Sequence and expression analysis of hexokinase gene family members in Osmanthus fragrans

doi: 10.11833/j.issn.2095-0756.20200370
  • Received Date: 2020-06-09
  • Rev Recd Date: 2020-08-02
  • Available Online: 2021-04-01
  • Publish Date: 2021-04-01
  •   Objective  This study aims to analyze the sequence characteristics and expression changes of hexokinase family members of Osmanthus fragrans.  Method  Based on the transcriptome data of O. fragrans cultivars ‘Yanhong Gui’, ‘Yulinglong’ and ‘Jinqiu Gui’, HXK homologous genes were selected for sequence analysis and phylogenetic tree analysis, and real-time fluorescence quantitative PCR was used to detect the expression of OfHXKs genes in different tissues and development stages of O. fragrans.  Result  Four HXK homologous genes OfHXK1−OfHXK4 were screened, and sequence identity of OfHXK1, OfHXK3 and OfHXK4 from different cultivars is more than 99%. OfHXKs encode 461−510 amino acid residues, including two conserved phosphorylation motifs phosphate 1 and phosphate 2, and one sugar binding motif.

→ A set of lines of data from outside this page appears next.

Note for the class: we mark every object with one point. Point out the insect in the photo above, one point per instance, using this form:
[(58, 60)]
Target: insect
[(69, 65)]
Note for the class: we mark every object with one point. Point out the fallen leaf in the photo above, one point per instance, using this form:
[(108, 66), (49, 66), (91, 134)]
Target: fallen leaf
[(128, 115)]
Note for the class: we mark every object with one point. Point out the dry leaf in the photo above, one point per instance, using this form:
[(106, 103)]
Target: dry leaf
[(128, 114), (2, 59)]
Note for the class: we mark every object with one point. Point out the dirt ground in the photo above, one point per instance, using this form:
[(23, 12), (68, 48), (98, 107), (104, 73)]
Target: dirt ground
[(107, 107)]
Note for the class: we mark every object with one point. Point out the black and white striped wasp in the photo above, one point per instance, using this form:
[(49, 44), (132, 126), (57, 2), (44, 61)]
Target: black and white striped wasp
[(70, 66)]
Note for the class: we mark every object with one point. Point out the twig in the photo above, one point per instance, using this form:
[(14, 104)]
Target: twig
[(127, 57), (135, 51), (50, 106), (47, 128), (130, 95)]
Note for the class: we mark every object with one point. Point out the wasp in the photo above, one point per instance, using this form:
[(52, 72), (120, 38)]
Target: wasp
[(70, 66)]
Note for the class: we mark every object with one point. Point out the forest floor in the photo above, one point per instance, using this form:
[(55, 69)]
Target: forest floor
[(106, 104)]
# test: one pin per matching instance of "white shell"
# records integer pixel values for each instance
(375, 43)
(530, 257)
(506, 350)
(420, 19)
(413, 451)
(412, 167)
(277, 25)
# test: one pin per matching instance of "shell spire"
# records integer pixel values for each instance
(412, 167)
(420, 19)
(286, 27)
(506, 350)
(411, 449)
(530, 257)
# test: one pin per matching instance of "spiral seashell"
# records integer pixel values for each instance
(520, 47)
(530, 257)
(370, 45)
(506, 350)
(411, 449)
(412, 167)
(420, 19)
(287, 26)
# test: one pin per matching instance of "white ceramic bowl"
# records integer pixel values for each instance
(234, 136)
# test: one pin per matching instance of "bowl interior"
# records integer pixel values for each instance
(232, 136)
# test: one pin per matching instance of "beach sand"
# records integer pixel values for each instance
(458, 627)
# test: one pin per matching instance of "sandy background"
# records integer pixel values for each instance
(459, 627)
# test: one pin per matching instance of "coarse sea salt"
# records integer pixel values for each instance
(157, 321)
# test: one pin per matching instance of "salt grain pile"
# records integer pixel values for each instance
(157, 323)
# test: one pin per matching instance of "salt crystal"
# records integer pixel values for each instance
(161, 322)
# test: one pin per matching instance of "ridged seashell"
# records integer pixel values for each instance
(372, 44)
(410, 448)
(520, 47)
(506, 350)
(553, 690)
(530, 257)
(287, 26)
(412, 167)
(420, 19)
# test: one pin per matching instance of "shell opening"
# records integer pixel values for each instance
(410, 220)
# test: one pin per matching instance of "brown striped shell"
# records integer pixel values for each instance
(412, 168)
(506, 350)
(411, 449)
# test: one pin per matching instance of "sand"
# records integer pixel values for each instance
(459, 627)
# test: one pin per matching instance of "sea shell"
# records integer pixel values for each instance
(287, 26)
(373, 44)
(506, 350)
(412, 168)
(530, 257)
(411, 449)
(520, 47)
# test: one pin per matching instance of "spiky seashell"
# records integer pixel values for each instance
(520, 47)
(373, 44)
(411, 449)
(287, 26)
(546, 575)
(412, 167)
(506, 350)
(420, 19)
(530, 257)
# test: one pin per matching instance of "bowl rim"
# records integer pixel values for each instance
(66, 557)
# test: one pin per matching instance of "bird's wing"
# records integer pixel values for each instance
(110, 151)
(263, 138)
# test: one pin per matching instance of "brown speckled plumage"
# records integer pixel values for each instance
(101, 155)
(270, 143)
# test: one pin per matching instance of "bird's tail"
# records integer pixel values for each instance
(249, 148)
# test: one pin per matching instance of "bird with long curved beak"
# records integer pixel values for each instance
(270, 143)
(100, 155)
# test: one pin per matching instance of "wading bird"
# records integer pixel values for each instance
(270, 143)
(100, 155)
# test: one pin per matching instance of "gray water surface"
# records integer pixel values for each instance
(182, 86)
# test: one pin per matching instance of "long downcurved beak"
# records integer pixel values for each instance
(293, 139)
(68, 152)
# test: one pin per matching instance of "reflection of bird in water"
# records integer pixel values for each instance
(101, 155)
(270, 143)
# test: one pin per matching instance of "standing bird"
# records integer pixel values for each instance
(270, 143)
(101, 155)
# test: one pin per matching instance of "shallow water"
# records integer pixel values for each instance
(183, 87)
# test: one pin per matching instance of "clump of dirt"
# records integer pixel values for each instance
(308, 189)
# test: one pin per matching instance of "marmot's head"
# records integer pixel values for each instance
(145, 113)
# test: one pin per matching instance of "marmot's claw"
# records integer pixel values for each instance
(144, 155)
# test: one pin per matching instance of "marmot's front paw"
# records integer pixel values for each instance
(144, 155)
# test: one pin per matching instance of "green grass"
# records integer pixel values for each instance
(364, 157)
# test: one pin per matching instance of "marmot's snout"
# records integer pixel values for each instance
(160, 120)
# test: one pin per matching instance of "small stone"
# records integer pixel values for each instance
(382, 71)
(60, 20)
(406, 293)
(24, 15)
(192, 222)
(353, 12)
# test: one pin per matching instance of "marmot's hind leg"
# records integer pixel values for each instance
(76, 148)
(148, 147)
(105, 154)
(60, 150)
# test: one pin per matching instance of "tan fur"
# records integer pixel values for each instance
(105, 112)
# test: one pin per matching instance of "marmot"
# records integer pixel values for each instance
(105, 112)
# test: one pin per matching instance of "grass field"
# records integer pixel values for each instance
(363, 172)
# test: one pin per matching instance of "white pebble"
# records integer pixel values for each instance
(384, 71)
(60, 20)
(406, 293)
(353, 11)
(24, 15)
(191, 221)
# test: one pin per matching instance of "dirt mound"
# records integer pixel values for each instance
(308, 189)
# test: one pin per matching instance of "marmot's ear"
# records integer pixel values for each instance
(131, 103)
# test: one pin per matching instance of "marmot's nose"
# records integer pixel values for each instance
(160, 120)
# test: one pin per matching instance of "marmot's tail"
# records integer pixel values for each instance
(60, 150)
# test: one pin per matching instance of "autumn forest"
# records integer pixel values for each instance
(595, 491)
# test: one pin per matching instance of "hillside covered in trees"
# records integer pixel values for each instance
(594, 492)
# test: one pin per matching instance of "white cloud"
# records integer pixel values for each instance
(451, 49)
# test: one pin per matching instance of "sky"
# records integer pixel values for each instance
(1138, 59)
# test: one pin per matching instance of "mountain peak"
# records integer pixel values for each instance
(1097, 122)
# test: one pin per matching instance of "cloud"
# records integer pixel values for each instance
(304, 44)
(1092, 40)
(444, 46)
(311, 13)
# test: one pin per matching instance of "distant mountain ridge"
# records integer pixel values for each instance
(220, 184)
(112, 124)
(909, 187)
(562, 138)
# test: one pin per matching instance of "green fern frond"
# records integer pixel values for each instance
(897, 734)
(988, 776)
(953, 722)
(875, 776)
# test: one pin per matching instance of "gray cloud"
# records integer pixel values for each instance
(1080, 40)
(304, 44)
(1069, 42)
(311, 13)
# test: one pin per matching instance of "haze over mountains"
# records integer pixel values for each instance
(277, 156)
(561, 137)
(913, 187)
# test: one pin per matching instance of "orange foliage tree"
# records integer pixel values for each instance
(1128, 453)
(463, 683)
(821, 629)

Sequence analysis and phylogenetic tree analysis showed that OfHXK1 and OfHXK2 have N-terminal membrane anchoring structures, which are grouped together with AtHXK1 and AtHXK2 from Arabidopsis thaliana. OfHXK3 without transmembrane region is closely related to AtHXK3, so it was speculated that OfHXK3 has catalytic effect but without sugar signaling function. OfHXK4 protein with 11 amino acid insertions at the adenosine binding domain, is closely related to AtHKL1 and AtHKL2. Four HXK gene members from O. fragrans are all expressed in the annual stem, biennial stem, tender leaves, mature leaves and inflorescence. With the development of flower, the expression levels of OfHXK1, OfHXK3 and OfHXK4 genes increase first and then decrease, while the expression patterns of OfHXK2 genes during flower development are different in the three cultivars.  Conclusion  According to sequence analysis and evolutionary tree analysis, it is speculated that OfHXK1−OfHXK4 all have the function of catalysing hexose phosphorylation, and OfHXK1 and OfHXK2 have the function of sugar sensing and signaling. The expression patterns of OfHXK1, OfHXK3, and OfHXK4 genes during the inflorescence development of the three varieties showed a regular increase and decrease with the process of flower opening, which may be associated with their functions in sugar metabolism. [Ch, 6 fig. 4 tab. 30 ref.]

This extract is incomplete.